No benefit apart from Cashback.
The only other benefit is for ease of access to Crypto through the app but as you rightly said it is volatile.


----------



## Ualtar (4 Feb 2021)

Cavanbhoy said:


> Hi did you go ahead with the card.



Yes, I did. I applied the ruby one (2% cashback). I do not like crypto coin and keep some money frozen for 6 months makes me very uncomfortable.
After that, I found out Binance is doing the same. Their 3% cashback card is more "expensive" but the money is frozen only for one month. I would have taken that one if I hadn't already applied for Crypto.com card.


----------



## Super critical (10 Feb 2021)

Cavanbhoy said:


> No benefit apart from Cashback.
> The only other benefit is for ease of access to Crypto through the app but as you rightly said it is volatile.



I think a certain cohort who don't like keeping the rules would possibly see it as a way to keep their crypto gains off revenues radar also. Spending directly from the crypto exchange would mean no gains showing in bank accounts to be questioned for tax purposes.


----------



## tecate (10 Feb 2021)

Super critical said:


> I think a certain cohort who don't like keeping the rules would possibly see it as a way to keep their crypto gains off revenues radar also. Spending directly from the crypto exchange would mean no gains showing in bank accounts to be questioned for tax purposes.

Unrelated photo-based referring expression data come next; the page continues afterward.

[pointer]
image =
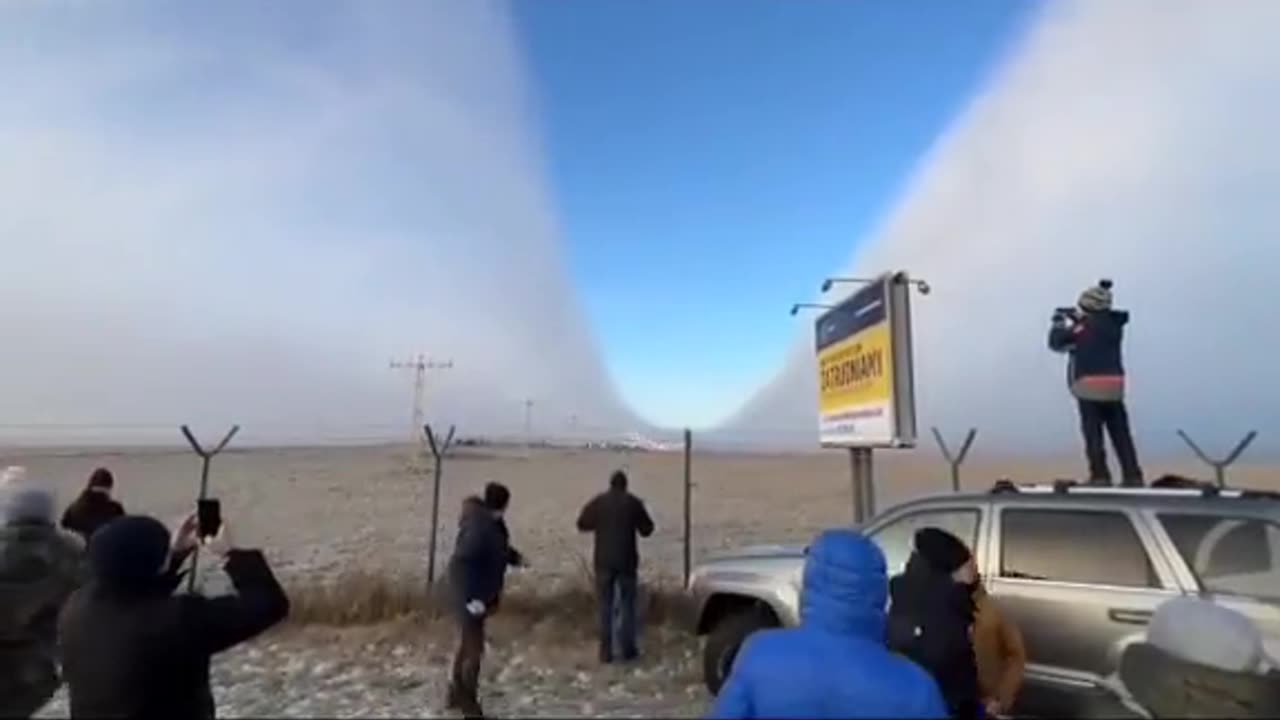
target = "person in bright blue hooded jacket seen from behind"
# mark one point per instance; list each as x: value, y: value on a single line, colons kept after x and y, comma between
x: 836, y: 664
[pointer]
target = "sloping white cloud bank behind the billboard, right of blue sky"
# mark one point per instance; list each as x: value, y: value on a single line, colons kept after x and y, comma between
x: 1124, y: 140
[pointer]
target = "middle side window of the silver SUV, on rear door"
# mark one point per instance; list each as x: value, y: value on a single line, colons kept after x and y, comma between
x: 1069, y: 546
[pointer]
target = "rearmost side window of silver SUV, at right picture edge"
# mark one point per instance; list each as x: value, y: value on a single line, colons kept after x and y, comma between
x: 1228, y: 555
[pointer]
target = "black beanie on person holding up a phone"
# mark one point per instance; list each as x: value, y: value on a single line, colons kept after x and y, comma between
x: 130, y: 553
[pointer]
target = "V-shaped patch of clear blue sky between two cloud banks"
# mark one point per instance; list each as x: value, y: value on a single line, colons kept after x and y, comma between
x: 711, y: 162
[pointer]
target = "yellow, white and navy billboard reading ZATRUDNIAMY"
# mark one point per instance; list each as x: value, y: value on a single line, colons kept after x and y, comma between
x: 866, y: 390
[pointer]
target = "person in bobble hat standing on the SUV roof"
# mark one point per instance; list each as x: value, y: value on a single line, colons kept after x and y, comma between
x: 1092, y: 338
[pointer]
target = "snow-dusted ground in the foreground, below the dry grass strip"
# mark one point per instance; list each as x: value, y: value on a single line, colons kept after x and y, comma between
x: 401, y: 671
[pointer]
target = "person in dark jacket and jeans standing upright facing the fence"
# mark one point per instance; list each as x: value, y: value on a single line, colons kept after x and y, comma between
x: 616, y: 518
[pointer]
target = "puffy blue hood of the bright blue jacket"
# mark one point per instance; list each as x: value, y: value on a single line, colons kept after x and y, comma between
x: 845, y: 586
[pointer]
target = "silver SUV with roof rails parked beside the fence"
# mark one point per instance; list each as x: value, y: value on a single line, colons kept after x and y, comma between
x: 1080, y: 569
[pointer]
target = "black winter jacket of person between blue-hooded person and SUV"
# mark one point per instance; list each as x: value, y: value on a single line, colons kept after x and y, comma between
x: 931, y: 622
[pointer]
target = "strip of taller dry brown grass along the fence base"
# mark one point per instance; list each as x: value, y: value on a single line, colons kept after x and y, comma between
x: 359, y: 599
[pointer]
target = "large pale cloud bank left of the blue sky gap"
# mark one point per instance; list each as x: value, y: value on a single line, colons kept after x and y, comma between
x: 241, y: 213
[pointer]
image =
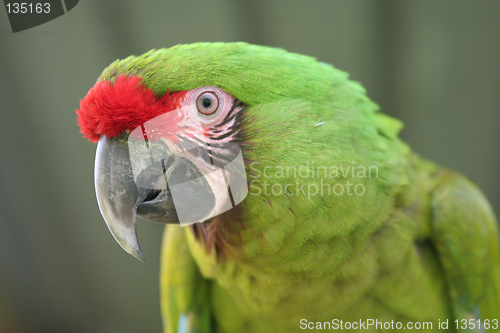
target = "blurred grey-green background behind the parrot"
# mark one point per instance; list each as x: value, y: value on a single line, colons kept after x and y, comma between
x: 434, y: 64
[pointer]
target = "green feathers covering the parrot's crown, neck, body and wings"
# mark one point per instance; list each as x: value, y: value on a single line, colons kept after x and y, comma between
x: 420, y: 244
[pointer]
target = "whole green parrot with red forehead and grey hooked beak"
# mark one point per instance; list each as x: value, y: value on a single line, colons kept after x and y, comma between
x: 338, y: 225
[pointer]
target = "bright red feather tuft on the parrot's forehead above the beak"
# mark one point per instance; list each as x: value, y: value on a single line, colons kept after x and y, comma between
x: 110, y: 109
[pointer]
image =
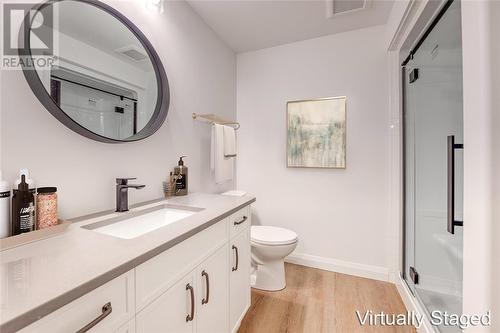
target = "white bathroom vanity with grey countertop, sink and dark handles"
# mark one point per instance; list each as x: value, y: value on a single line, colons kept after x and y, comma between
x: 185, y: 267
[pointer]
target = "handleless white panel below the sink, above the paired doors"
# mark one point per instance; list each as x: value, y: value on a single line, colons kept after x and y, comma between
x: 156, y: 275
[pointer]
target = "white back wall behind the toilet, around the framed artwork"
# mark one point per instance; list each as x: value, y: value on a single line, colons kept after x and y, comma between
x: 339, y: 215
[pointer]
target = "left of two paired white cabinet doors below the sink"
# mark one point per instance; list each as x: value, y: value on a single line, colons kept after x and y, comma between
x: 171, y: 312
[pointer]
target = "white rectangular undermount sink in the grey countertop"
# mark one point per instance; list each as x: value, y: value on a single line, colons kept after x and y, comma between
x: 137, y: 223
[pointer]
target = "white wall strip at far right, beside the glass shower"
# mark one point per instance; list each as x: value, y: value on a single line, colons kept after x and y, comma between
x: 481, y: 52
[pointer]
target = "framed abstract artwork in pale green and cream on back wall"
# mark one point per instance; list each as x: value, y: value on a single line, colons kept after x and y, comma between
x: 316, y: 133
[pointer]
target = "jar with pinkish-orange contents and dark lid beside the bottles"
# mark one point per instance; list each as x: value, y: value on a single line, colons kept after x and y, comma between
x: 46, y: 207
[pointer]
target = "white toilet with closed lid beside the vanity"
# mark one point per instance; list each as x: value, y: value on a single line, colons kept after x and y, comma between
x: 270, y: 246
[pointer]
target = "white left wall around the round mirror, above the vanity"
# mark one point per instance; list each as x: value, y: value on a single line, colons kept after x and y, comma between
x: 201, y: 72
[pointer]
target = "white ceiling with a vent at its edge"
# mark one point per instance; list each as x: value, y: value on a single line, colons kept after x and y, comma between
x: 247, y: 25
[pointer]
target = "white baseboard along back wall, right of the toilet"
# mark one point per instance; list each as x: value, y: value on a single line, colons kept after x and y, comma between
x: 340, y: 266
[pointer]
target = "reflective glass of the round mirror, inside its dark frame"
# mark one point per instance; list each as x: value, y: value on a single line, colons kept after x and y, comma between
x: 102, y: 76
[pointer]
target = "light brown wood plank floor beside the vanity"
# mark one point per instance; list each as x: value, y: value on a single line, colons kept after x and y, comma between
x: 321, y: 301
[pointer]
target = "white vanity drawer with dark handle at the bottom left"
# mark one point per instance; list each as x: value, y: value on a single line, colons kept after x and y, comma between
x: 91, y: 308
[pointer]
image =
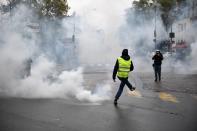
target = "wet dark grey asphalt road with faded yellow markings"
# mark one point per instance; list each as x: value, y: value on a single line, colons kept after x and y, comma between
x: 169, y: 105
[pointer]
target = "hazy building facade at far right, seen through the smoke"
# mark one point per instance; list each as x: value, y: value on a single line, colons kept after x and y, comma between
x: 185, y: 27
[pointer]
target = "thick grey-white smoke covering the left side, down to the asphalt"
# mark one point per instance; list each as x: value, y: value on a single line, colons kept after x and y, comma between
x: 19, y: 44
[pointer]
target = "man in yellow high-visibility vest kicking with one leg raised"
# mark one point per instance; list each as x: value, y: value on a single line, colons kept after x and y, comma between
x: 122, y: 68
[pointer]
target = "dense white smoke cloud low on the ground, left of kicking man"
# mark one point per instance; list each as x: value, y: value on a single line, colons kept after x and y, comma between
x: 67, y: 83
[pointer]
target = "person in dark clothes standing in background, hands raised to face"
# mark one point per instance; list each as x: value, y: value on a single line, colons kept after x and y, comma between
x: 158, y: 57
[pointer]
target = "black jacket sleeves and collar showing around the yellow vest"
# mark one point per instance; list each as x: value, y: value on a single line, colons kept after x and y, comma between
x: 125, y: 57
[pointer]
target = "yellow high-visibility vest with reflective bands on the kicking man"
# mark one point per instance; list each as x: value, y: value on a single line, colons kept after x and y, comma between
x: 124, y: 67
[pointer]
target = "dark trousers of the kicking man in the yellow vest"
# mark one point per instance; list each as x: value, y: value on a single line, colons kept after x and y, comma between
x: 122, y: 84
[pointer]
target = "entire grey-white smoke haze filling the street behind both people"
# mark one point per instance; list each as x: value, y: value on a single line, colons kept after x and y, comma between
x: 101, y: 35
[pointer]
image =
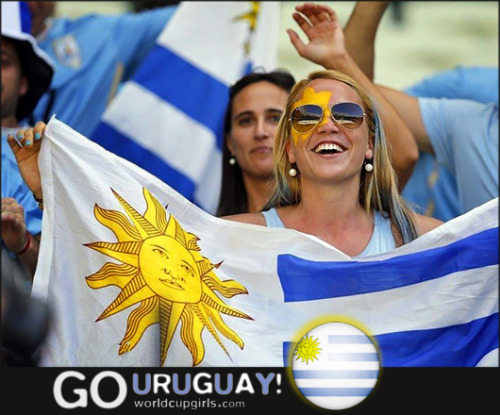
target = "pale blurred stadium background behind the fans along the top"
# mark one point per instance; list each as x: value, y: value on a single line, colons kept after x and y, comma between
x: 415, y: 38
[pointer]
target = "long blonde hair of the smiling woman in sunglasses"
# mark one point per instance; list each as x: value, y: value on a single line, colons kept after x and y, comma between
x: 378, y: 189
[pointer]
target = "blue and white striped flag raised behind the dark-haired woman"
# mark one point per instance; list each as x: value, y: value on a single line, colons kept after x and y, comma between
x: 169, y: 118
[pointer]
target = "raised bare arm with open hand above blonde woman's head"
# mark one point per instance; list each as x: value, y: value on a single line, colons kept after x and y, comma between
x: 326, y: 47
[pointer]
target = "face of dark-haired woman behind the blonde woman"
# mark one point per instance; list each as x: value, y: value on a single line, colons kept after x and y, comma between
x: 257, y: 109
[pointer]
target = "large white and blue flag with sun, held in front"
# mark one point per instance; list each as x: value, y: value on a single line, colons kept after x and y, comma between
x: 139, y: 276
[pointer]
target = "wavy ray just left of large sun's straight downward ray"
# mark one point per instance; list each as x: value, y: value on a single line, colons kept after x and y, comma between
x: 138, y: 321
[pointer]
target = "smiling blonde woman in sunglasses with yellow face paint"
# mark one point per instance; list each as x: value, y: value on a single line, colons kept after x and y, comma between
x: 334, y: 177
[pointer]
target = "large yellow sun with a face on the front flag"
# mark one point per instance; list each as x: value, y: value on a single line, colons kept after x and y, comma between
x: 162, y: 270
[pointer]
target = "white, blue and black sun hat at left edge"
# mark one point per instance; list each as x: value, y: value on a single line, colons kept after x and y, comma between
x: 35, y: 63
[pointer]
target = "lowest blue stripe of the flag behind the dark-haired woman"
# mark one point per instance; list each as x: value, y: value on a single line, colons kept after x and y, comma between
x: 108, y: 137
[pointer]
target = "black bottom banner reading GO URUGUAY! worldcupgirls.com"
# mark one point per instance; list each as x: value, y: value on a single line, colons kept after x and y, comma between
x: 229, y: 390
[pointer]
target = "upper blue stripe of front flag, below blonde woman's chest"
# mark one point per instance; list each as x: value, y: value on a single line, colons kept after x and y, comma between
x: 304, y: 280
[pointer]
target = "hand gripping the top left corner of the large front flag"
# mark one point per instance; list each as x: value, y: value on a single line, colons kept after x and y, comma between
x: 26, y: 147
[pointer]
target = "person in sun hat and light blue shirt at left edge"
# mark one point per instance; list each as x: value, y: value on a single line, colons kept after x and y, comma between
x: 26, y: 74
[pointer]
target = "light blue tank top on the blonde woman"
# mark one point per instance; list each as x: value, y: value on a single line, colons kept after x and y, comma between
x: 382, y: 239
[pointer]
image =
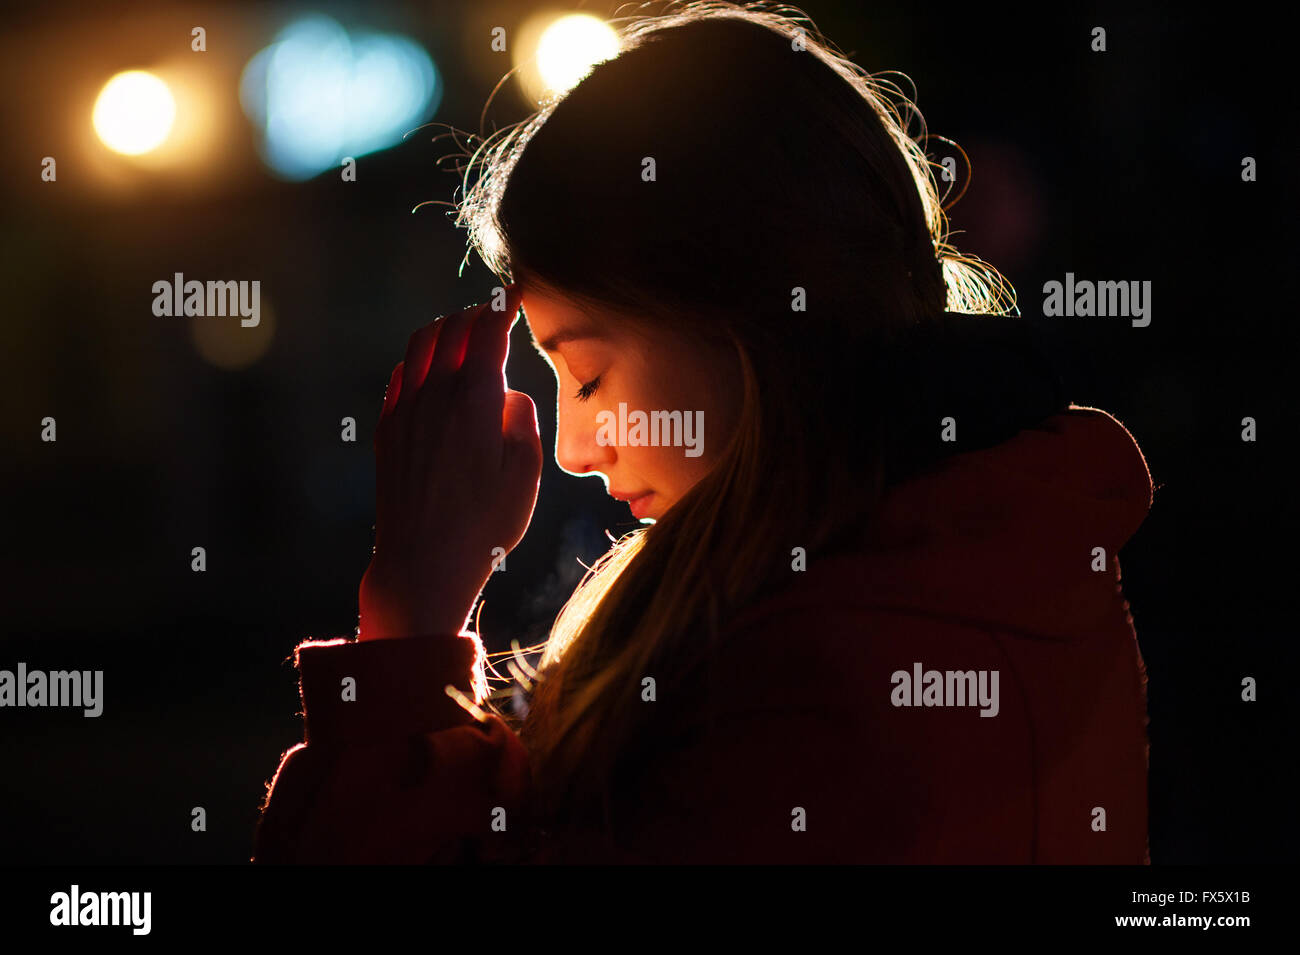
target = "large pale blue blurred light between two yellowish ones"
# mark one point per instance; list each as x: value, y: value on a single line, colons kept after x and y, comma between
x: 319, y: 95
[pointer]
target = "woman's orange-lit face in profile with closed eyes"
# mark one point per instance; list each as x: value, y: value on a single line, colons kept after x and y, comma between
x: 603, y: 362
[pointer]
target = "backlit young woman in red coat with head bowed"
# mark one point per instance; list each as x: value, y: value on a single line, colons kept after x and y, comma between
x: 876, y: 615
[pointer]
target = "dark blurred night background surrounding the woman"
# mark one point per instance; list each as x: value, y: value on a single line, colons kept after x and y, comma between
x: 1117, y: 166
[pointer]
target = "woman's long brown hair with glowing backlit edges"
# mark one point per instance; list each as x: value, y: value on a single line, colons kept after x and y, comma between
x: 781, y: 166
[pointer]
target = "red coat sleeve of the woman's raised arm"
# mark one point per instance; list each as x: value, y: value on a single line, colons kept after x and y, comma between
x: 392, y: 770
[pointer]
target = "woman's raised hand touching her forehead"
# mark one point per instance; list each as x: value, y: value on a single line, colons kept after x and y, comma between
x: 458, y: 463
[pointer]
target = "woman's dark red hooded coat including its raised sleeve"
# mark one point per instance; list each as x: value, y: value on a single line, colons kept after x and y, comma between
x: 985, y: 566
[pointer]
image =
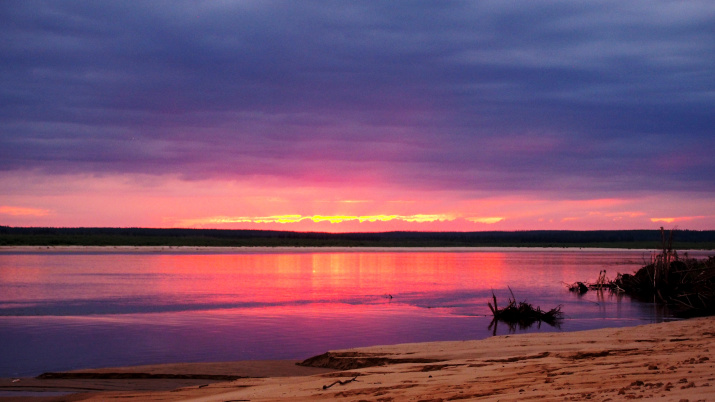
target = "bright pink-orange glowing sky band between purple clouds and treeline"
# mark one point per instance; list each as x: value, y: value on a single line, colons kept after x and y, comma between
x: 169, y: 201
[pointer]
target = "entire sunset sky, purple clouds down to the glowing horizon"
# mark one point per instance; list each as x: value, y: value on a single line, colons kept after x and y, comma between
x: 358, y: 116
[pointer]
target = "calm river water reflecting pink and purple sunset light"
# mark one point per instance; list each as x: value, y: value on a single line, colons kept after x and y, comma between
x: 72, y: 310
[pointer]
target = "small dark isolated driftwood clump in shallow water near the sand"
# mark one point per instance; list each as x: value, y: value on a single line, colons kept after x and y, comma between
x: 522, y: 314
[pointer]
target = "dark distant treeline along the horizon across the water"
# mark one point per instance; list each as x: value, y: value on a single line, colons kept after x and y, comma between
x: 647, y: 239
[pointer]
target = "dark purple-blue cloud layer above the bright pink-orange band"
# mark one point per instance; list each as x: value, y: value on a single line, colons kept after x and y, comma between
x: 489, y: 95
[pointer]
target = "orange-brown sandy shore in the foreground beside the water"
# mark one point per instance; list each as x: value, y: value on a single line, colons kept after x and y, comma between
x: 669, y: 361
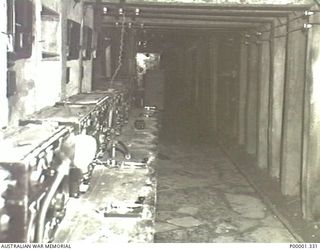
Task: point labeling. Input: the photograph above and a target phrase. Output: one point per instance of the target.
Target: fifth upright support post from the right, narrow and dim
(251, 130)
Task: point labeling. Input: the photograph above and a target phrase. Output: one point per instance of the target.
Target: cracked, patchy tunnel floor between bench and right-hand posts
(202, 197)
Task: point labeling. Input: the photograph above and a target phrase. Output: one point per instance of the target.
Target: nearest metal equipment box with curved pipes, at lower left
(33, 179)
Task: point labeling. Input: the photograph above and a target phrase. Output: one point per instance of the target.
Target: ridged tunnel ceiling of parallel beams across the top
(199, 17)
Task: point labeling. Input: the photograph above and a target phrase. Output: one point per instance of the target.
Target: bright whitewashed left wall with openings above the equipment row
(40, 81)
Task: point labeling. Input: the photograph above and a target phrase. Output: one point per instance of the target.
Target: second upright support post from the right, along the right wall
(293, 109)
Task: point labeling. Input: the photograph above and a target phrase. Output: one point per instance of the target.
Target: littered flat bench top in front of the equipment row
(120, 204)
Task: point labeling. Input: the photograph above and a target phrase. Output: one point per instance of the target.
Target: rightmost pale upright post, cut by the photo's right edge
(311, 135)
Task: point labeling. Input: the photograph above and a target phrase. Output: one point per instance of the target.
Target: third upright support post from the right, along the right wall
(277, 79)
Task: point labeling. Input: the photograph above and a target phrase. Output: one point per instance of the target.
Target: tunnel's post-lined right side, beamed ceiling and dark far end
(240, 75)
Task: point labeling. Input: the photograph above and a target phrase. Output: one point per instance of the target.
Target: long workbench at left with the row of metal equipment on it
(41, 195)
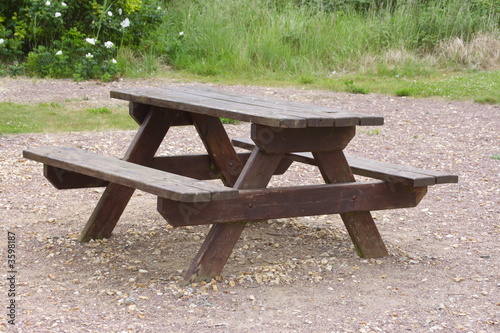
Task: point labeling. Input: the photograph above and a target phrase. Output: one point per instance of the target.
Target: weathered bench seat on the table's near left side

Doesn't sound like a workable plan for tax evasion (not that I'm in any way advocating for that). Revenue can just as easily request data from crypto exchanges as it can from banks.


----------



## Super critical (10 Feb 2021)

tecate said:


> Doesn't sound like a workable plan for tax evasion (not that I'm in any way advocating for that). Revenue can just as easily request data from crypto exchanges as it can from banks.



Admittedly I am not too well up on the ins and outs of crypto only what I read about it and I don't have any dealings in it myself but I had thought since its not regulated that exchanges would be under no obligation to give out any info nor would they had pps numbers etc on file anyway? (or maybe they do ask for this on sign up I don't know). There is so much talk about crypto currencies being a way for law breakers to avoid tax that I thought it wouldn't be so simple for revenue to get any details aside from seeing unexplained amounts coming into bank accounts during an audit etc.


----------



## RedOnion (10 Feb 2021)

Super critical said:


> but I had thought since its not regulated that exchanges would be under no obligation to give out any info nor would they had pps numbers etc on file anyway?


While crypto currencies themselves aren't regulated, the exchanges are to varying degrees depending on jurisdiction, as are the card issuers. Any of the crypto card issuers I've looked at have e-money licences. 

It's a bit like saying houses aren't regulated. But all the parties involved in buying & selling are.


----------